The justification is usually “only one responsible source” — meaning only one company can do the work. That's often true for follow-on contracts (maintaining systems that company built) and for classified programs. But it creates a self-reinforcing cycle: the company that wins the original contract becomes the only company that can win future contracts.

Explore our full no-bid contracts analysis →

The Audit That Never Passes

In 1990, Congress passed the Chief Financial Officers Act, requiring all federal agencies to produce auditable financial statements. Most agencies complied within a few years. The Department of Defense — the largest — still hasn't.

The Pentagon's first-ever comprehensive audit was in 2018, and it failed. It failed again in 2019, 2020, 2021, 2022, 2023, and 2024. Each year, the department acknowledges the failure and pledges improvement. Each year, the same result.

To be clear: this doesn't mean $1.4 trillion is being stolen. It means the Pentagon's financial systems are so fragmented, outdated, and poorly integrated that auditors cannot verify where all the money went. There are thousands of systems that don't talk to each other, assets that can't be tracked, and transactions that can't be reconciled.

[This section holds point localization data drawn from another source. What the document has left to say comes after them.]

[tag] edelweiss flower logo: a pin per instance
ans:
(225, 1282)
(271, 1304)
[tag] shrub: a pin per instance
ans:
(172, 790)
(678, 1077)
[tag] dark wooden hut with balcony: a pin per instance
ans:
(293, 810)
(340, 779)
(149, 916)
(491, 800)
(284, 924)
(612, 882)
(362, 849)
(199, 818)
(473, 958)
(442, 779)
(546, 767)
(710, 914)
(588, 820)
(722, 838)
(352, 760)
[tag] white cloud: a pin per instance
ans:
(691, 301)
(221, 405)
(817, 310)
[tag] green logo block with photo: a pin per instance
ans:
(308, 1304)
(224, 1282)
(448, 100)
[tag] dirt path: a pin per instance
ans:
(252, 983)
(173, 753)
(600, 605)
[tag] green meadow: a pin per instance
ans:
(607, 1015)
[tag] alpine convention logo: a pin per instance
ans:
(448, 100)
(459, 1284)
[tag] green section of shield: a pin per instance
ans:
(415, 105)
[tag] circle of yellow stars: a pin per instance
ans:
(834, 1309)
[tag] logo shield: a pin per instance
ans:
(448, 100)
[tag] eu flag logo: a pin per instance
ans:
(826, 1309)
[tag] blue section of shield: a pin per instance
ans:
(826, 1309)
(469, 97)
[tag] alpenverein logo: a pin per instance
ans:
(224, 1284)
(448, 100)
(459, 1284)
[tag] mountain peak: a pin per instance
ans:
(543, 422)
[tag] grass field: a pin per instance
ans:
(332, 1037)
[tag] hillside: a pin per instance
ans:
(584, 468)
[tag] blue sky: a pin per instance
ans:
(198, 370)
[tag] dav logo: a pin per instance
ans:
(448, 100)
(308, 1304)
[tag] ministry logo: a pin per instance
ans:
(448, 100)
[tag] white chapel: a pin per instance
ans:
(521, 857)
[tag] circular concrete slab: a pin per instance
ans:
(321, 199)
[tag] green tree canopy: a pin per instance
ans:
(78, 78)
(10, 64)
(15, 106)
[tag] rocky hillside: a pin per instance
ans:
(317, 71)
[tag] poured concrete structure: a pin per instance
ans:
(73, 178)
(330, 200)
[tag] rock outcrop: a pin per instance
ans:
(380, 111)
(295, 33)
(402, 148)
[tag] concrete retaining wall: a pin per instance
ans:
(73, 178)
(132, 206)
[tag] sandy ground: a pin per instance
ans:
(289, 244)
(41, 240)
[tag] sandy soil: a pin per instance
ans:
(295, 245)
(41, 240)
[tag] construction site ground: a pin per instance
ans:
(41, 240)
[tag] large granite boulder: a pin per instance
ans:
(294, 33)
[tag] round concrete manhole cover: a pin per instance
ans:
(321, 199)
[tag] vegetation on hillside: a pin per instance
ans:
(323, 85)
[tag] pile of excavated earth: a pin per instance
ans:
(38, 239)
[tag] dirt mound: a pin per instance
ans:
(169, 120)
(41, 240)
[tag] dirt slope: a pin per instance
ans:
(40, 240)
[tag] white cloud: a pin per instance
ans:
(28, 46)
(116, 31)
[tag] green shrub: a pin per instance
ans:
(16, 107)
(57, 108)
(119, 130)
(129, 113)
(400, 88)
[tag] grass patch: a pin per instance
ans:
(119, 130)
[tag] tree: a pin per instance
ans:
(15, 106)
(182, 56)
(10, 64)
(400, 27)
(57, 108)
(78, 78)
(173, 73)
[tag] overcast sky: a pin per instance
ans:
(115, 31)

“Every other federal agency can pass a financial audit. The Pentagon — the one that spends $1.4 trillion — cannot. It has failed every year since its first attempt in 2018.”

Accountability Is Not Partisan

Here's the uncomfortable truth: defense spending increases under both parties. Republicans campaign on a strong military and vote for larger defense budgets. Democrats occasionally push back but ultimately approve similar numbers — often adding their own priorities to the appropriations bills.

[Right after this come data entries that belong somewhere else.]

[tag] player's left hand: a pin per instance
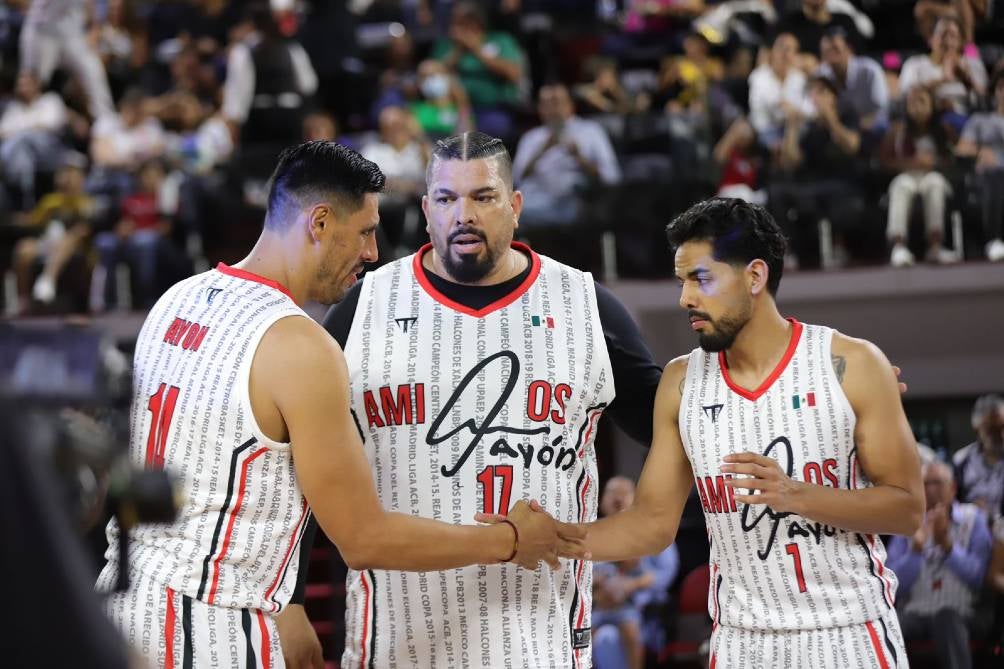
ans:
(775, 488)
(298, 640)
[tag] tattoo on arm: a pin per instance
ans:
(839, 366)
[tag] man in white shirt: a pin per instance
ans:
(29, 135)
(556, 161)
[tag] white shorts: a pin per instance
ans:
(876, 644)
(173, 631)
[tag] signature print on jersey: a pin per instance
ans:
(545, 404)
(717, 497)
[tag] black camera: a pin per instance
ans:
(68, 391)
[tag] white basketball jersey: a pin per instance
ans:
(780, 571)
(241, 512)
(465, 411)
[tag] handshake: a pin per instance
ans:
(537, 535)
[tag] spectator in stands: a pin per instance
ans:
(54, 35)
(811, 21)
(30, 142)
(983, 140)
(979, 467)
(916, 150)
(444, 108)
(490, 65)
(819, 170)
(62, 223)
(628, 595)
(603, 93)
(558, 160)
(956, 79)
(138, 238)
(776, 86)
(402, 153)
(941, 569)
(269, 79)
(860, 83)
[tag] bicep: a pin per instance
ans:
(885, 441)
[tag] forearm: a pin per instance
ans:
(402, 541)
(882, 509)
(633, 533)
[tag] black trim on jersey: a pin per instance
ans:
(372, 622)
(223, 513)
(251, 660)
(889, 643)
(188, 652)
(871, 566)
(285, 571)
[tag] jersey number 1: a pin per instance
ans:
(796, 558)
(162, 405)
(487, 480)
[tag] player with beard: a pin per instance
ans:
(478, 372)
(797, 441)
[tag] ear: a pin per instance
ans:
(757, 274)
(319, 219)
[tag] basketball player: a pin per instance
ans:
(478, 372)
(244, 399)
(808, 422)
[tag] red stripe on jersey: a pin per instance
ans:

Under Obama, the base defense budget rose from $513B to $585B. Under Trump's first term, it went from $585B to $740B. Under Biden, it continued to $886B. The trajectory doesn't change with elections — it just accelerates or decelerates slightly.

Neither party has made DOD pass an audit. Neither party has seriously addressed the industrial base concentration. Neither party has reformed the acquisition process in a way that actually prevents cost overruns. The bipartisan consensus is: spend more on defense, ask fewer questions.

Demanding accountability from the Pentagon isn't anti-military. It's pro-taxpayer. A department that can't account for $1.4 trillion shouldn't be immune from the same scrutiny applied to every other agency.